By Kevin K. Patel, MD
Recent advances in targeted therapy and immunotherapy are improving outcomes in patients with resectable non-small cell lung cancer (NSCLC), an aggressive disease with a stubbornly high mortality rate.
One in 16 Americans will be diagnosed with lung cancer in their lifetime, the majority at an advanced stage. Many patients with advanced NSCLC have multiple co-morbidities and a history of heavy smoking that affect their ability to tolerate systemic therapies.
Few patients with NSCLC have pathologic stage 1 or stage 2 disease when diagnosed.
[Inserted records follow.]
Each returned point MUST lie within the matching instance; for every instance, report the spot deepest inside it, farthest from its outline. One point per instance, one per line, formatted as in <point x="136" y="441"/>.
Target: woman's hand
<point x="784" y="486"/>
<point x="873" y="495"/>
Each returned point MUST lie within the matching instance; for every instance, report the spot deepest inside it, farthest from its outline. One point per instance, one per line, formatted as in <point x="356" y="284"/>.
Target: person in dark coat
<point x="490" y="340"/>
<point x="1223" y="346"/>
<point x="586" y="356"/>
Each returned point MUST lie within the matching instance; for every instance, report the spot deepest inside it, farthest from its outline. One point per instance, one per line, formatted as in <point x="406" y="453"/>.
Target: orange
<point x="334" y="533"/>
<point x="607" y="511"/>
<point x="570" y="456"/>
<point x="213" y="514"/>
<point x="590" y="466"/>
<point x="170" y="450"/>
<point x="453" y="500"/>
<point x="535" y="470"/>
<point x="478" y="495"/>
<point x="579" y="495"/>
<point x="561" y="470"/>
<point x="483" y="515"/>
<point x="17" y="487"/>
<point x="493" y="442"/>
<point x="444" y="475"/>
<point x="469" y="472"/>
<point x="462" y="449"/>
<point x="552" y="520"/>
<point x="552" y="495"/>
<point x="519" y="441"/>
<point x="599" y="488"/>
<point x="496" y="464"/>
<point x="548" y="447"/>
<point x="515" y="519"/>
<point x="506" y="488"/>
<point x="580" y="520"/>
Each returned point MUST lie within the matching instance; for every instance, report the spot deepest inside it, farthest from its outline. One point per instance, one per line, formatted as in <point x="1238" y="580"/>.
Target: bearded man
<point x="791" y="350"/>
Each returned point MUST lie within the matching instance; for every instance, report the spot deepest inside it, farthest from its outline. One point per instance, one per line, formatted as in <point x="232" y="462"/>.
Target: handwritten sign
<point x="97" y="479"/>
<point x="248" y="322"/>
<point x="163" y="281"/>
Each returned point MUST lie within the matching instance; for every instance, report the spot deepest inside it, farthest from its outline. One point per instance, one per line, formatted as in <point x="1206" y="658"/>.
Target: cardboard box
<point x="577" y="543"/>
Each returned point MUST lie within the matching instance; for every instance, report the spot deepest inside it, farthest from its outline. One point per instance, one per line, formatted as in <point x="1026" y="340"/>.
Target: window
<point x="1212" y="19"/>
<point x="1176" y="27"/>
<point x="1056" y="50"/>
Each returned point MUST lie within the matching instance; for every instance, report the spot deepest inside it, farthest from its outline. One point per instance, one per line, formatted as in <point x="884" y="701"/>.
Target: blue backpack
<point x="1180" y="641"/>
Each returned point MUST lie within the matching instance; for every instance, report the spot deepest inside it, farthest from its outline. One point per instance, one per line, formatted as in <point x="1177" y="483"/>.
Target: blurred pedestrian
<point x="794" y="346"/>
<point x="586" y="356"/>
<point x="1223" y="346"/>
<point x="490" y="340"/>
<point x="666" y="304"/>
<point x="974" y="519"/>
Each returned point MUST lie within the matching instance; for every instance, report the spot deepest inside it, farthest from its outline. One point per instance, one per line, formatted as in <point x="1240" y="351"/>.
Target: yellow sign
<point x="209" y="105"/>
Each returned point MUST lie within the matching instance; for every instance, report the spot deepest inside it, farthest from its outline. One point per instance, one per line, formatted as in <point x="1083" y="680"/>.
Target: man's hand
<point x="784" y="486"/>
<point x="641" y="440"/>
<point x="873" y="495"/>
Resected stage 1A and low-risk stage 1B patients with negative margins do not require adjuvant therapy.
On the other hand, it is recommended that patients with resected high-risk stage 1B cancer – defined as a lung tumor size greater than 4cm and/or poorly-differentiated cancers – or stage 2 or stage 3A disease undergo four cycles of platinum-based doublet chemotherapy.
These NSCLC patients remain at a substantial risk of cancer recurrence even after resection and chemotherapy, with a low five-year survival rate compared to other solid organ cancer patients diagnosed at similar stages.
Yet, recent randomized clinical trials have shown promising results for both tyrosine kinase inhibitor-based (TKI) oral therapies and immunotherapy.
In the ADAURA trial, for example, patients with resected stage 1B to 3A cancer plus an EGFR mutation were randomized to receive up to three years of oral targeted Osimertinib therapy versus placebo. Disease-free survival relative to placebo improved from 52 percent to 89 percent, with a hazard ratio of 0.2; patients had an 80 percent reduced chance of dying as a result of receiving adjuvant Osimertinib therapy.
Another new medication, Alectinib, has targeted resected stage 1B to 3A patients with ALK-positive NSCLC. In trials, patients who received two years of this adjuvant therapy versus four cycles of platinum-based chemotherapy had a higher rate of disease-free survival at two years – 94 percent compared to 64 percent, with a hazard ratio of 0.24 percent – and a 76 percent reduced risk of dying.
Moreover, the use of immunotherapy is rising in the neoadjuvant and perioperative settings due to positive incoming data.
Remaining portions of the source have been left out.